Apple shareholders who placed their bets on iPad Pro's success might have exposed themselves to risks. Information from the company's supply chain suggests that sales of the iPad line are slowing down.

In fact, the descending popularity of Apple slates is old news. In the last quarter of 2013, the iPad sold 14.1 million units and during the identical period of 2014, sales toppled to 12.3 million. For Q4 2015, Apple placed orders in its upstream supply line for a surprisingly low 2.5 million iPad Pros.

Apple made it clear that it has high hopes for the new tablet, but a thin number of orders seem to indicate a different position.

The Cupertino-based company manifests a reserved attitude toward its iPad Pro orders, voices from the iPhone producer affirmed. Rumors claim that the estimate orders for Q1 2016 could go under the 2.5 million from the Q4 2015. A decision is expected after the holiday shopping season.

Another explanation for the low production values lies in a rumored shortage of electronic panels. In this case, it might be that Apple sees a high demand for its iPad Pro, but will not be able to supply as much as requested - not quickly at least. For clients, this might be a bit unsettling, but investors keep a close eye on the production chain and some reactions from Wall Street could emerge.
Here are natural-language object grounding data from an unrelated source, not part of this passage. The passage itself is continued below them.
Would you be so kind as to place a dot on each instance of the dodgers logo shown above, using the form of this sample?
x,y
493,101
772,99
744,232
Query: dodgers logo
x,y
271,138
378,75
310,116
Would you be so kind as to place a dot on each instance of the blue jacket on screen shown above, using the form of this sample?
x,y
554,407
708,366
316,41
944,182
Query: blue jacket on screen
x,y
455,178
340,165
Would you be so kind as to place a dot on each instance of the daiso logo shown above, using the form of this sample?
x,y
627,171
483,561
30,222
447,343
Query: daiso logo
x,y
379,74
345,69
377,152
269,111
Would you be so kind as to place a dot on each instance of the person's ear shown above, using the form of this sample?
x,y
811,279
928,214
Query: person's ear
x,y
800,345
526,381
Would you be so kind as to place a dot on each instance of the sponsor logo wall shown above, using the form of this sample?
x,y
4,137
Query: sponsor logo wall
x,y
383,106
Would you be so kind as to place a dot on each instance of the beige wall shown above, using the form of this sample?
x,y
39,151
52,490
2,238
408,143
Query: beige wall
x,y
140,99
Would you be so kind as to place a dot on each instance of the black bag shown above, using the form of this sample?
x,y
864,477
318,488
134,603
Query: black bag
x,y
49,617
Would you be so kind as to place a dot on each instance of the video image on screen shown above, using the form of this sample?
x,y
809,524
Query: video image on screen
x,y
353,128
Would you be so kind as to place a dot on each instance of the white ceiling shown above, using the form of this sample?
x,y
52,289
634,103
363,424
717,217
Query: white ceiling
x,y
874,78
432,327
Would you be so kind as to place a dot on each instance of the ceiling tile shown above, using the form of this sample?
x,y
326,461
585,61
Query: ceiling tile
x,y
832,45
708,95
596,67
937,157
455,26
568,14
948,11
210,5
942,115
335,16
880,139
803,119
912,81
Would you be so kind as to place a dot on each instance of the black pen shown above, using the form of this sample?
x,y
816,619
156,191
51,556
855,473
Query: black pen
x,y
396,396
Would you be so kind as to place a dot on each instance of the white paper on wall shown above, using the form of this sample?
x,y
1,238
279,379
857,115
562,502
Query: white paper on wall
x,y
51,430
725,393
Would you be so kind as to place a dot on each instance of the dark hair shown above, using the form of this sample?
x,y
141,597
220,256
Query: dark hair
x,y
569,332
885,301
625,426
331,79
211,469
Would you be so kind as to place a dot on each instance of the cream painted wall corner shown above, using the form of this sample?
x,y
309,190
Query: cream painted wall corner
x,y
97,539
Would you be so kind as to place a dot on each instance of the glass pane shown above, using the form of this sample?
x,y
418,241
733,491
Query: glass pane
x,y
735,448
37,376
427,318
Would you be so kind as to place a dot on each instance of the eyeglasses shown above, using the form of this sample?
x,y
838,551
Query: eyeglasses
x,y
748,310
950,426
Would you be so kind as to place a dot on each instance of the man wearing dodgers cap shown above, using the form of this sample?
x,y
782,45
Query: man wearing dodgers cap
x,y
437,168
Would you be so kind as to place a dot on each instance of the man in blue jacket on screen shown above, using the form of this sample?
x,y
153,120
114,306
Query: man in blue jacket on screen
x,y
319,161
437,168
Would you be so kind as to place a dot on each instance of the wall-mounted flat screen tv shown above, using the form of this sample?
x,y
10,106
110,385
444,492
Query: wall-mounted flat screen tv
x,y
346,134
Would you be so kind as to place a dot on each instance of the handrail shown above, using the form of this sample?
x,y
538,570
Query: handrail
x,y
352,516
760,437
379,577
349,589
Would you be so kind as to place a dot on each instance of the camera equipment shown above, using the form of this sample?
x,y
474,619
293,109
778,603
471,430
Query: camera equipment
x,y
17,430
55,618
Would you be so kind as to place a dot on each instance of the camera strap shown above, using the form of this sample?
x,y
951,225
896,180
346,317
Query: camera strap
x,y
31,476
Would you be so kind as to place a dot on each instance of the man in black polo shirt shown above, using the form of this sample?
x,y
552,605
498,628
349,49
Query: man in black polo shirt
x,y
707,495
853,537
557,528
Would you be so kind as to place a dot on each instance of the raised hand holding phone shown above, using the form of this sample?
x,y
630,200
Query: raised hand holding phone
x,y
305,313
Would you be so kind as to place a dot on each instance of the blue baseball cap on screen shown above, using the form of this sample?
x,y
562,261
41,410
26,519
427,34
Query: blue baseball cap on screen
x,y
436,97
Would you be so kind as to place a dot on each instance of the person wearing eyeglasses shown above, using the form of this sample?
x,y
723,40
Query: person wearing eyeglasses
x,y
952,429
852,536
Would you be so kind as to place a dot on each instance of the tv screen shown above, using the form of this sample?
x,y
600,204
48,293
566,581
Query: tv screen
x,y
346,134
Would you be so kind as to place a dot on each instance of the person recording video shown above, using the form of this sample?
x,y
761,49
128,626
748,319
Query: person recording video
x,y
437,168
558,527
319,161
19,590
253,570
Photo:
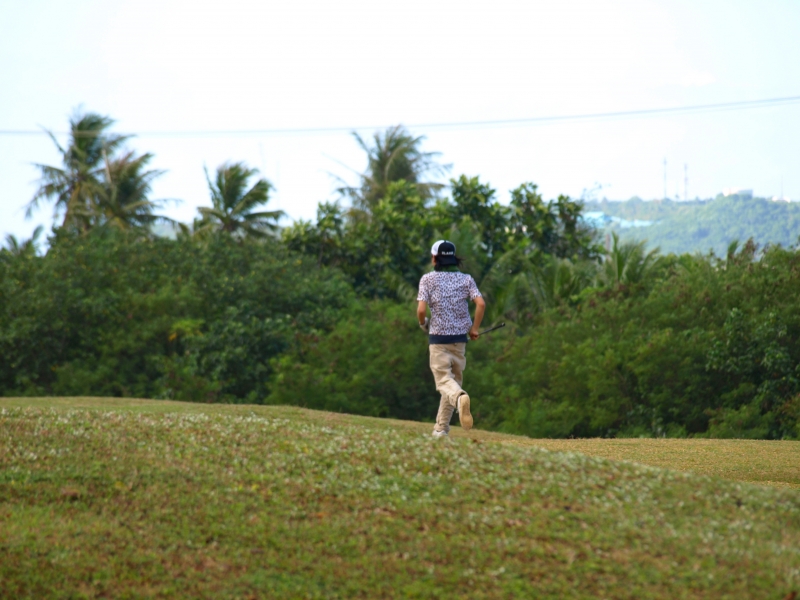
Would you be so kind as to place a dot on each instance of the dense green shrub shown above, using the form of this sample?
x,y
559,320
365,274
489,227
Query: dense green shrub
x,y
374,362
110,313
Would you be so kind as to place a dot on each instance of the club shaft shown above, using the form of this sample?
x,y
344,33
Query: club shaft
x,y
492,328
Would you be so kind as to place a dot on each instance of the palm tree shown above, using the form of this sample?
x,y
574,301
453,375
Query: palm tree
x,y
76,183
392,156
521,284
233,203
627,263
122,200
24,247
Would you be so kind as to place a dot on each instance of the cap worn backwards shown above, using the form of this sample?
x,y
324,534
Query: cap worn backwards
x,y
445,253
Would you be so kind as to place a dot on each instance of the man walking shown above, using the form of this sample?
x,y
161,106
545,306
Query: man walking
x,y
448,291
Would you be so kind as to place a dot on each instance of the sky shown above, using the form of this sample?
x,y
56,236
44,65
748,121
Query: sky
x,y
165,70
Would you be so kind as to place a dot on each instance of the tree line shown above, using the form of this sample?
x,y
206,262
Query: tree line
x,y
603,341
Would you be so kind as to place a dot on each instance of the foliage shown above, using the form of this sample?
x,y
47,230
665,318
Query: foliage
x,y
135,499
108,314
374,362
233,205
94,187
393,156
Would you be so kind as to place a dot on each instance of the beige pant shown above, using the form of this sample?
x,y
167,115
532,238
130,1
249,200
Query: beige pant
x,y
447,364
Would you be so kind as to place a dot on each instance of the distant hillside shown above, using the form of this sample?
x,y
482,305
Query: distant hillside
x,y
700,226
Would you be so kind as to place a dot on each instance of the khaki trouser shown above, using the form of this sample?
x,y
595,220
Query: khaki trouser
x,y
447,364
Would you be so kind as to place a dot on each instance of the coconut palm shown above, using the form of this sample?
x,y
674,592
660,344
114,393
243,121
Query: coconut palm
x,y
233,204
75,185
122,200
392,156
627,263
24,247
521,284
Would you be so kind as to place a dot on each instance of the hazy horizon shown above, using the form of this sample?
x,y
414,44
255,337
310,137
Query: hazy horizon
x,y
163,67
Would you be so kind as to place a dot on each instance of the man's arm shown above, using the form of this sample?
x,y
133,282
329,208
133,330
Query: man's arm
x,y
422,313
480,308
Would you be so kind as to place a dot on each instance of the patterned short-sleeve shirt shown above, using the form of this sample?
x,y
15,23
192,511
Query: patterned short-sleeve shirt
x,y
448,294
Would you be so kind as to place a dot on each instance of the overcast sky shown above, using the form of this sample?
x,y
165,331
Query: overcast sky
x,y
171,66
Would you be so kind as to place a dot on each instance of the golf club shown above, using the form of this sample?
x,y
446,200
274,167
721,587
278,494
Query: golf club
x,y
491,329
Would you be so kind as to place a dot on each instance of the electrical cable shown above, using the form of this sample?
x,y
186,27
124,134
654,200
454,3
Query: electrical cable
x,y
650,112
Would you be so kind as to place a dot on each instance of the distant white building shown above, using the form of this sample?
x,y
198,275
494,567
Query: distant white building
x,y
745,194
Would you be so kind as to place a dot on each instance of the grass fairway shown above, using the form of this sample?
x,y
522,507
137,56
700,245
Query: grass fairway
x,y
127,498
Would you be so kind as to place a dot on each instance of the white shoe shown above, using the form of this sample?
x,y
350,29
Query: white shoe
x,y
463,412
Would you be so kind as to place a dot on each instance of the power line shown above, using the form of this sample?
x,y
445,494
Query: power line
x,y
649,112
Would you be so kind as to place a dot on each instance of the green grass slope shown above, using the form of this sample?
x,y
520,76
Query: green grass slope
x,y
164,499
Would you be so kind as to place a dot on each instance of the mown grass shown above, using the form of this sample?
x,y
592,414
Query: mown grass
x,y
102,498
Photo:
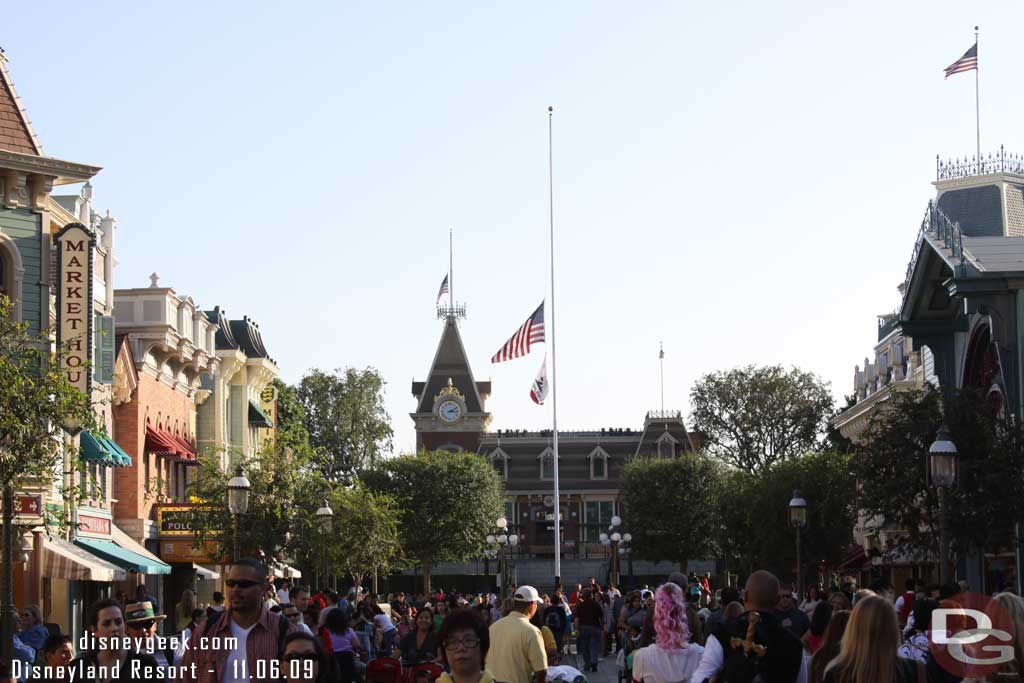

As 2015 brought no new iPad Air in the game, iPad Pro sales are the best chance for Apple's slate division to reach its profit margin.

Another culprit for the unimpressive iPad Pro demand might be its hefty price tag. As most companies who use tablets tend to go for value-for-money slates, Apple's device is high above their comfort zone.

The 12.9-inch tablet has a starting price of $799, which gives buyers only 32 GB of HDD space. A better fitted 128 GB variant sells for $949, while a complete package including a Pencil ($99) and a Smart Keyboard ($169) rounds up around $1,200. A high-end iPad Pro that is equipped with cellular radios adds another $130 to that.

Take note that these prices are destined for the United States market, where the manufacturer usually has better deals.